The enemy of my enemy is my friend…

I never thought my father would ask this of me, to become the second generation at Eagle Elite University, to rule with an iron fist, and to take care of anyone who gets in our way.

But ever since the incident.

Ever since Him.

There’s been a war in our little clique.

After all, a house divided cannot stand.

He’s the problem, not me.

He used to kiss me like I was his oxygen.

Now he looks at me like I’m his poison.

But we both drank it, again and again, never believing there would be a day when our love would start a war.

And our friendship would shatter into a million pieces.

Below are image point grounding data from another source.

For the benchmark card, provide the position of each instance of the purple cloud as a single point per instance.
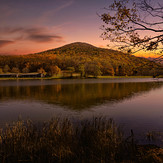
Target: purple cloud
(5, 42)
(44, 38)
(40, 35)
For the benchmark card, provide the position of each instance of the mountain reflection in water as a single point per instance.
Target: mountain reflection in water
(77, 96)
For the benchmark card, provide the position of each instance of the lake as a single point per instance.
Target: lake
(134, 103)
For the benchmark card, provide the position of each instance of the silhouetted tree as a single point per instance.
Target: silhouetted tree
(135, 25)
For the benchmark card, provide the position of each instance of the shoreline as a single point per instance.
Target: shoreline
(99, 77)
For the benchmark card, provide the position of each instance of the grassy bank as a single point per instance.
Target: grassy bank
(74, 77)
(97, 140)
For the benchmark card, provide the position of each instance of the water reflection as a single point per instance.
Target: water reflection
(77, 96)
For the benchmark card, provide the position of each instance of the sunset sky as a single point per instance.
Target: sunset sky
(29, 26)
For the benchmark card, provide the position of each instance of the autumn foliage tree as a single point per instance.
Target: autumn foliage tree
(134, 25)
(54, 70)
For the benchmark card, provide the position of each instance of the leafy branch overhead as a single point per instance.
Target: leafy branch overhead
(134, 25)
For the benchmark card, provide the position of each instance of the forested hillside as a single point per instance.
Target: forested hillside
(82, 58)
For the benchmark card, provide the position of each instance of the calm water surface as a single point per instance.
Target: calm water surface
(133, 103)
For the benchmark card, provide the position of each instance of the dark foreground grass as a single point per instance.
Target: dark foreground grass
(97, 140)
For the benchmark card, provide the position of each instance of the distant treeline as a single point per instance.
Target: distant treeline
(97, 140)
(80, 58)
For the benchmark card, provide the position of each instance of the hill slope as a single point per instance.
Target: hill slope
(84, 58)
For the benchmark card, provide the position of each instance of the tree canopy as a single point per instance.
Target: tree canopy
(134, 25)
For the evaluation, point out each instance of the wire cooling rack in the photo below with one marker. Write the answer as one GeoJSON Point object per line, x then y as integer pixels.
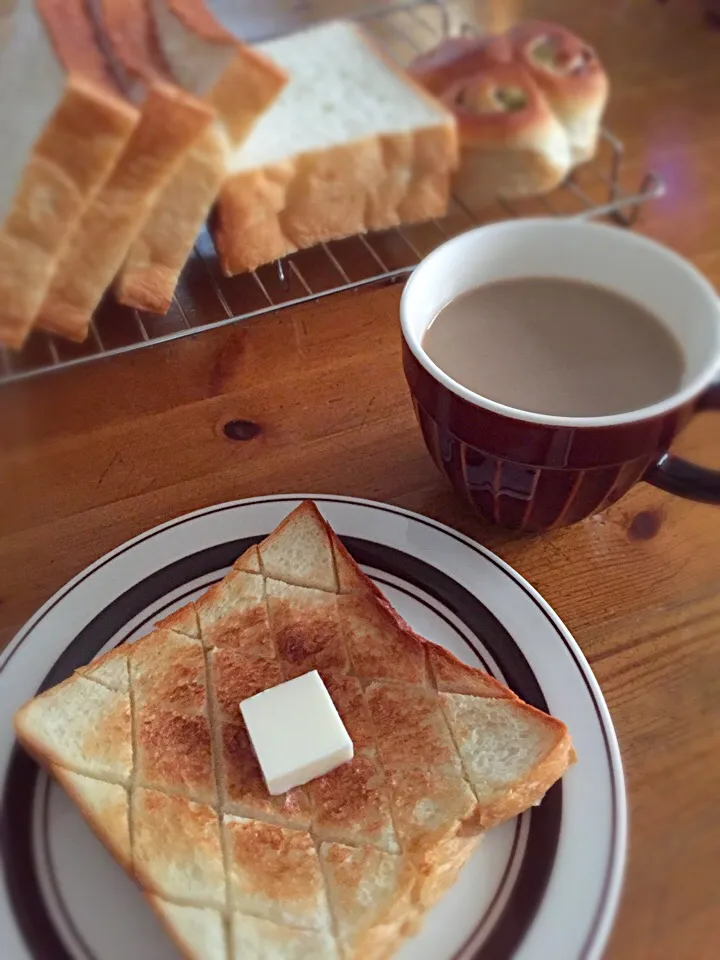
{"type": "Point", "coordinates": [205, 298]}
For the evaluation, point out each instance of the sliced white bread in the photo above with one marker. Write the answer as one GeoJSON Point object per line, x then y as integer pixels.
{"type": "Point", "coordinates": [63, 124]}
{"type": "Point", "coordinates": [351, 145]}
{"type": "Point", "coordinates": [170, 123]}
{"type": "Point", "coordinates": [158, 760]}
{"type": "Point", "coordinates": [239, 84]}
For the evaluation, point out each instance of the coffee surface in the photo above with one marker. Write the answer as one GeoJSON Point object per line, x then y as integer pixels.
{"type": "Point", "coordinates": [555, 346]}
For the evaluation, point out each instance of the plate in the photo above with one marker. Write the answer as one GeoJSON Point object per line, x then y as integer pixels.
{"type": "Point", "coordinates": [545, 885]}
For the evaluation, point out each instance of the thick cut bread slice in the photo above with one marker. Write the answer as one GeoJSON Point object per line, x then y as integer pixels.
{"type": "Point", "coordinates": [344, 867]}
{"type": "Point", "coordinates": [111, 669]}
{"type": "Point", "coordinates": [197, 931]}
{"type": "Point", "coordinates": [168, 670]}
{"type": "Point", "coordinates": [239, 85]}
{"type": "Point", "coordinates": [351, 145]}
{"type": "Point", "coordinates": [83, 726]}
{"type": "Point", "coordinates": [256, 939]}
{"type": "Point", "coordinates": [63, 124]}
{"type": "Point", "coordinates": [243, 787]}
{"type": "Point", "coordinates": [170, 123]}
{"type": "Point", "coordinates": [177, 851]}
{"type": "Point", "coordinates": [511, 753]}
{"type": "Point", "coordinates": [105, 807]}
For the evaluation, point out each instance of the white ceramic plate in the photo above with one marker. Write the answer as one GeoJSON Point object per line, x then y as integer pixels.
{"type": "Point", "coordinates": [545, 886]}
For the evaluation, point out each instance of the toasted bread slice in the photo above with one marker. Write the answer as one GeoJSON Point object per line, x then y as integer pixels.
{"type": "Point", "coordinates": [106, 808]}
{"type": "Point", "coordinates": [264, 940]}
{"type": "Point", "coordinates": [111, 670]}
{"type": "Point", "coordinates": [168, 670]}
{"type": "Point", "coordinates": [346, 866]}
{"type": "Point", "coordinates": [275, 874]}
{"type": "Point", "coordinates": [177, 850]}
{"type": "Point", "coordinates": [82, 726]}
{"type": "Point", "coordinates": [243, 787]}
{"type": "Point", "coordinates": [372, 898]}
{"type": "Point", "coordinates": [63, 125]}
{"type": "Point", "coordinates": [233, 614]}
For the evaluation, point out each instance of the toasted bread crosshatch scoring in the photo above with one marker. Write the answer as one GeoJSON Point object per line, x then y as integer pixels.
{"type": "Point", "coordinates": [149, 742]}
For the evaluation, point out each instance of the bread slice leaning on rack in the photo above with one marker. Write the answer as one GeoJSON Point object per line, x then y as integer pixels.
{"type": "Point", "coordinates": [171, 121]}
{"type": "Point", "coordinates": [149, 742]}
{"type": "Point", "coordinates": [239, 84]}
{"type": "Point", "coordinates": [351, 145]}
{"type": "Point", "coordinates": [63, 124]}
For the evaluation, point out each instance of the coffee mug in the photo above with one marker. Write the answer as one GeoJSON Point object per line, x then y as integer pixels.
{"type": "Point", "coordinates": [530, 471]}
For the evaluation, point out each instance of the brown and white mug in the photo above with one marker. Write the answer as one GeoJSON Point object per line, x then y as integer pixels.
{"type": "Point", "coordinates": [530, 471]}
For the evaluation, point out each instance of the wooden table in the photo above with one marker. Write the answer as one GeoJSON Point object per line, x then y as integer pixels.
{"type": "Point", "coordinates": [92, 456]}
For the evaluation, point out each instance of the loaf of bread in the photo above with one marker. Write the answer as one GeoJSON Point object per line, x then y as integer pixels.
{"type": "Point", "coordinates": [351, 145]}
{"type": "Point", "coordinates": [528, 105]}
{"type": "Point", "coordinates": [150, 743]}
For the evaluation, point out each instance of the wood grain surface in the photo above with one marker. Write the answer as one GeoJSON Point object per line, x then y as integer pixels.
{"type": "Point", "coordinates": [94, 455]}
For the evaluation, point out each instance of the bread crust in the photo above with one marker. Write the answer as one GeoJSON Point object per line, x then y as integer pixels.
{"type": "Point", "coordinates": [411, 815]}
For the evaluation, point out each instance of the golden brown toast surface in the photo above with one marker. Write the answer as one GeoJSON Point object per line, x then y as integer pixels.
{"type": "Point", "coordinates": [150, 743]}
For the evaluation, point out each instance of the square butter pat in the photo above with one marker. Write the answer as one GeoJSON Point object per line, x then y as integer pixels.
{"type": "Point", "coordinates": [296, 732]}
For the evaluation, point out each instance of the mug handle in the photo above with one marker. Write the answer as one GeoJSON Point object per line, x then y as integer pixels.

Then again, the worst thing you could do in the mafia is hang on to hope that your life will be normal.

The second worse thing?

Fall in love with your best friend.

Enemy.

And heir to the Nicolasi throne.

 

* * * *

 

“Welcome to day one!” Professor Dickface’s eyes roamed around the room, purposefully scanning over us even though I had a middle finger raised in greeting right along with Serena, well at least we could agree on something, pissing off the professors enough to scare them shitless. “If you’ll all log onto your blackboard app, we can go over this year’s syllabus.”

“Overjoyed,” I said under my breath.

“Do you mind?” Serena hissed. “I’m learning here.”

She literally had Snapchat open.

“Uh-huh.” I elbowed her side only to feel the steel of a knife against my dick.

I kept my smirk in and lost when we both locked eyes.

Shit, I knew that look.

And I knew what typically followed.

The best sex of my life.

“No,” I whispered hoarsely even though I let my eyes freely roam over her tight leather skirt down to gorgeous legs that I wanted to lick my way up. “Hell, no.”

I jerked in my seat and nearly impaled myself on her knife when her hand slid across the front of my jeans.

I gritted my teeth to keep from reacting, braced my hands on the table in front of me and shook my head slowly as she kept touching, and I kept just reacting because it was Serena, and eons ago before she fucking broke my heart—she was mine.

“Choose me,” I’d said in my head. “Choose me in front of them all!”

She didn’t.

She never would.

Our love was impossible.

And I knew more than her—how easy love could start a war.

She still wasn’t pulling her hand away, so I took matters into my own hands, and literally scooted my chair back, then slid my fingers up her thigh, digging into her skin the entire way up until I felt the string of her thong.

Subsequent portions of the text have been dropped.